For those that are not heavily into cycling, there have been 2 common ways that cyclists (and most endurance atheletes for that matter) can "cheat".  The first is to use blood transfusions of their own blood to replenish their red blood cell supply and recover faster.  For stage races where you are riding for 100+ miles a day for 3 weeks, this is a huge advantage.  The problem is that this is expensive to do, requires a lot of medical equipment and a lot more people involved.  It becomes a "scheme" or a "plot" not just "cheating".

The second commonly used tactic is to take Erythropoietin, or EPO.  This naturally occurring hormone in the human body increases your red blood cell count.  It's been synthesized since 1983 to be used by doctors to help heal patients.  More red blood cells means more Oxygen for your muscles, thus you can ride longer and harder.  The danger is that it also means a higher chance of developing blood clots.

The crux of this post wasn't for me to give a history lesson in doping in cycling, or to give a medical dissertation on EPO.  Both of those are easily found on the Interwebs by people much more suited to be experts in their fields of study (or their own minds).  The main point I'm getting to is about forgiveness, and how as fans of the sport as well as followers of Christ what we are called to do.  Again, for an actual bible study on forgiveness I'd defer to someone better trained than myself, but I wanted to state my feelings on the matter.

Several folks I have talked to have stated how much they dislike the cyclists who testified against Lance, either because their careers were a lie (because of cheating) or because they "turned on Lance".  For me personally, I've forgiven them in my heart for having to go through an extremely dark part of their life and having to relive it again years later in the public spotlight.  These are not "super human beings" that are supposed to be better than us.  They are people chasing a dream to ride with the best in the world and take on challenges that I cannot even fathom.  They spend more hours a week on a saddle (or as some folks like to say an ancient torture device) than I do in my comfy desk chair each week.  Just to earn a paycheck they have to keep healthy, injury and sickness free, and produce on a bicycle.  It's a level of stress that I cannot even start to imagine.  I ride to escape and enjoy God's splendor.  It calms my mind.

Some of these folks had a choice of walking away and being "disgraced", or facing what was happening int he sport.  They have been brave enough to come out, even if it took a major investigation.  When we are faced with our own demons, we tend to lie and avoid them.  This isn't something we have to be taught to do, as any parent of a toddler rightly knows.  These gentlemen, who had never been officially caught using drugs, had to summon up the courage to admit to what they were doing, and tell a federal Anti-Doping Agency what they had done.  There was, and is, a good chance that their careers could be over.  I still feel that Lance is stuck in a place where he cannot face those demons because of the web that has been spun around him.  The USADA gave anmesty to the folks that testified, giving them what amounts to slaps on the wrist for what they did.  To my knowledge, being an armchair investigator, Lance has no amnesty from the US Justice Department and the potential Perjury charges that he could be facing if he came clean.  When facing physical jailtime versus holding the line hoping it'll just go away, I can understand why he is still holding the line.  I think it's a natural human defense.

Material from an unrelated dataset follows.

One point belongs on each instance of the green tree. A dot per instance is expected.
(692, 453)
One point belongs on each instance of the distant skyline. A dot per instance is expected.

That said, Fat Cyclist probably summed it up well in his blog in regards to the Levi effect.  I will take it a bit further and say that for the folks staying in cycling, and trying to make things better, even after having to admit to doping, they come away as stronger individuals.  I don't need for them to personally apologize to anyone but to God, nor do any penance for what they've done.  It is obviously a very black part of the history of cycling, where the technology of cycling outstripped our ability to handle morality.  They were chasing a dream, and made a wrong turn.  They don't need our scorn and rejection, for more than likely they have been and will be facing their own inner demons for years to come.  They need our support and love, like any recovering individual.   Hopefully they have come to remember the joy of cycling without the drugs, and can continue to chase their dreams.